# Blocks & Leveling



## GoVols (Oct 7, 2005)

Philosophical questions that I'm sure will elicit a lot of response:
How much blocking and leveling to carry with you is enough?
What kinds of materials do you use? Benefits of some over others?

When we were in the popup I used a BAL single tire leveler and carried a stack of Lynx with me just in case, but never needed them.

And yes, I realize that wood blocks burn better than Lynx!


----------



## tdvffjohn (Mar 10, 2005)

I carry 3 lengths of 2 x 8 x length of axles to level side to side. Also 14 2 x 6 x 8 boards for under sand pads. 2 6 x6 x 8 for under toungue.

I also lightly sanded and put 2 coats of polyurethane on all the wood.
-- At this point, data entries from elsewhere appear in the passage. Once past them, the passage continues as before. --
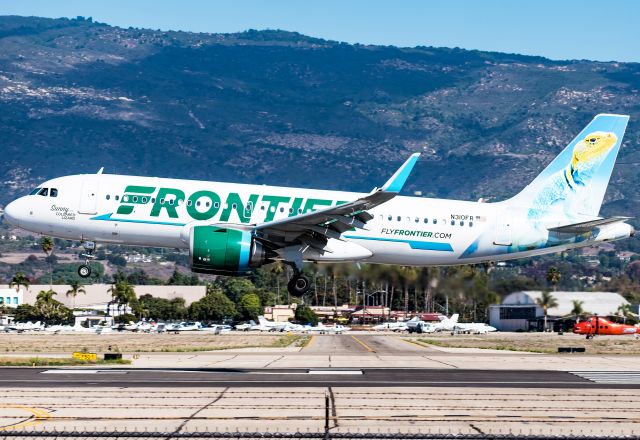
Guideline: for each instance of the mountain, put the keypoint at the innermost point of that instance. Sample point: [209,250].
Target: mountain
[282,108]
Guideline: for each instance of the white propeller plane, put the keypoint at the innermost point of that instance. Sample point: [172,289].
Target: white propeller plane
[231,229]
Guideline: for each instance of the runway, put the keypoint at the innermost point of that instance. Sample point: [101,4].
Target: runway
[293,378]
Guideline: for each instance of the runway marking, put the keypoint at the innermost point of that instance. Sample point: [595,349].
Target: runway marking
[363,344]
[38,416]
[613,377]
[310,343]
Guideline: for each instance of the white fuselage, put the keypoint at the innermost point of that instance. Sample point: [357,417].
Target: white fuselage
[158,212]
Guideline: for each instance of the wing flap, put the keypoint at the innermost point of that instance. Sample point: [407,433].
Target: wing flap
[588,226]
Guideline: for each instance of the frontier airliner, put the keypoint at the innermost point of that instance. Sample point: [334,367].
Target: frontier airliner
[230,229]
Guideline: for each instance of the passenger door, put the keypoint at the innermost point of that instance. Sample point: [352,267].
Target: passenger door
[88,197]
[503,227]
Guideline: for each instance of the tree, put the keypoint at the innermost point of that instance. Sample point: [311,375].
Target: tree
[546,301]
[625,312]
[249,306]
[553,277]
[76,287]
[46,243]
[122,294]
[236,288]
[577,309]
[19,279]
[50,310]
[305,315]
[214,306]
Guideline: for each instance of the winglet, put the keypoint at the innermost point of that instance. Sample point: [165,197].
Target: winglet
[398,180]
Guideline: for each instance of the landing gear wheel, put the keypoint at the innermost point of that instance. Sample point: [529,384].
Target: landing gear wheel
[84,270]
[298,285]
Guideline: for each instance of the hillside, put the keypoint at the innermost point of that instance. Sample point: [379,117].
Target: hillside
[281,108]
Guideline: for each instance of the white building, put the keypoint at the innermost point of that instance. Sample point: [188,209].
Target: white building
[97,296]
[519,309]
[10,297]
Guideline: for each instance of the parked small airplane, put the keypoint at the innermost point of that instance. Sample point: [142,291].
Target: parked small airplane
[596,325]
[335,329]
[478,328]
[231,229]
[391,326]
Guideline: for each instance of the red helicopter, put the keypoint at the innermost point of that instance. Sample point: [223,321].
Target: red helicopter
[596,325]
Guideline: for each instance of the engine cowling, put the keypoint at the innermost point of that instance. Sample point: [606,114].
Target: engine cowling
[225,251]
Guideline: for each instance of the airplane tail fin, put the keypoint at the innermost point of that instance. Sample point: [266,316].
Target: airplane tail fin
[575,182]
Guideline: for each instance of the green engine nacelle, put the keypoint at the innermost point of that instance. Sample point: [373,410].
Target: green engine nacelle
[224,251]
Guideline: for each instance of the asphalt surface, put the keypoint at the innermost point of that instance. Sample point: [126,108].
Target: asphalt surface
[290,378]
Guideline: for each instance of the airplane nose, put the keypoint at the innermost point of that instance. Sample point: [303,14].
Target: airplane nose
[11,213]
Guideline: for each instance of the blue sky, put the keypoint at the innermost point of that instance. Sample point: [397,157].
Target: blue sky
[558,29]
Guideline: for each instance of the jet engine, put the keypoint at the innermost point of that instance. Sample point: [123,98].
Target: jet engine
[224,251]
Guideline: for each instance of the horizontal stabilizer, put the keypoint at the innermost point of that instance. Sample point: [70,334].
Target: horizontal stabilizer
[580,228]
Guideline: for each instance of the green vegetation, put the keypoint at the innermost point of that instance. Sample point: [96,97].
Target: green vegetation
[56,362]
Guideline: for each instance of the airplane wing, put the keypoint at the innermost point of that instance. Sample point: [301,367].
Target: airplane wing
[581,228]
[313,229]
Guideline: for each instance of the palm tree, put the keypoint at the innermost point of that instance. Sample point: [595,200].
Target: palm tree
[553,277]
[47,247]
[122,294]
[277,269]
[546,301]
[625,311]
[577,310]
[19,279]
[76,287]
This way when I pick up camp, a damp rag clean them easily.

John


----------



## 7heaven (Jun 4, 2005)

Good idea on the polyurethane, John. I'll have to do that.









We carry about 6, 4x4x10" pieces for the stabilizers and tongue jack, 2, 2x6x60" for side leveling, and several assorted small 2x6's for extra leveling, etc.


----------



## hatcityhosehauler (Feb 13, 2004)

Like the others, I carry an assortment of 2x6 and 5/4x6 boards (becasue sometimes a 2x6 is just a bit too much) for leveling, and some 6x6 blocks for the tongue jack and sand pads. It's all PT, so water is not an issue, and I think twice before burning it.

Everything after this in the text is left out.